Mr. Graham’s focus on a possible Saudi connection has received renewed attention because of claims made by victims’ families in a federal court in New York that Saudi Arabia was responsible for aiding the Sept. 11 hijackers and because of a Freedom of Information Act lawsuit filed against the F.B.I. in Florida."
 
Big Oil in Iraq

Short video here.


Bill Moyers Essay: Big Oil in Iraq

June 27, 2008

After a long exile, Exxon Mobil, Shell, Total and BP are back in Iraq. The war-torn country is in chaos and 4,000 American soldiers have died, but the oil industry is enjoying swollen profits. In this essay, Bill connects the dots to explain the role of oil in the US decision to wage war against Iraq.
 
I just found this thread and watched the videos. My husband and I were sitting on a fifth floor deck down in Norfolk looking out on the ocean when the ships all began pulling out. He looked at me and said there's something very serious happening. That was the beginning of the first Gulf War.

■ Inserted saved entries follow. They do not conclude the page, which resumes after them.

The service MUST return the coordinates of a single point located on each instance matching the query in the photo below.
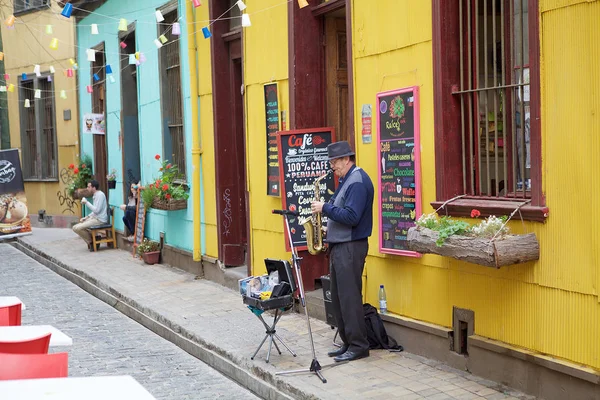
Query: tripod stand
(314, 365)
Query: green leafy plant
(79, 174)
(446, 226)
(167, 186)
(148, 246)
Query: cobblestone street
(106, 342)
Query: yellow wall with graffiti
(26, 45)
(550, 306)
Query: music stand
(314, 365)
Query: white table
(10, 300)
(89, 388)
(27, 332)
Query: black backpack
(378, 338)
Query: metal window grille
(29, 131)
(494, 97)
(173, 100)
(27, 5)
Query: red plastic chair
(10, 315)
(33, 346)
(34, 366)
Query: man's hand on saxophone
(316, 206)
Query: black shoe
(338, 352)
(352, 355)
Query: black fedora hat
(339, 150)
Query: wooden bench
(109, 232)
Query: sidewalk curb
(261, 382)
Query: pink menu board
(399, 168)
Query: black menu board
(399, 168)
(272, 123)
(303, 159)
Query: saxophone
(313, 225)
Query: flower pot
(169, 205)
(81, 193)
(151, 257)
(502, 251)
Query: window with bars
(23, 6)
(172, 97)
(38, 129)
(487, 100)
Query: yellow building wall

These videos really fill in the dots. We always doubted the information we were being fed, something about it just didn't seem "right". They knew it wasn't true what they were saying about WMD, they basically staged this whole thing to go into Iraq. A costly war (wars) and we are still over there. Sadly, so many people lost their lives and many more wounded because of faulty heresay intelligence they chose to use. I think the report was honest--these people worked closely with the White House and seem to be quite credible. A lot of people felt duped when they were unable to find anything! Appreciate you posting this, thanks. It's a history lesson.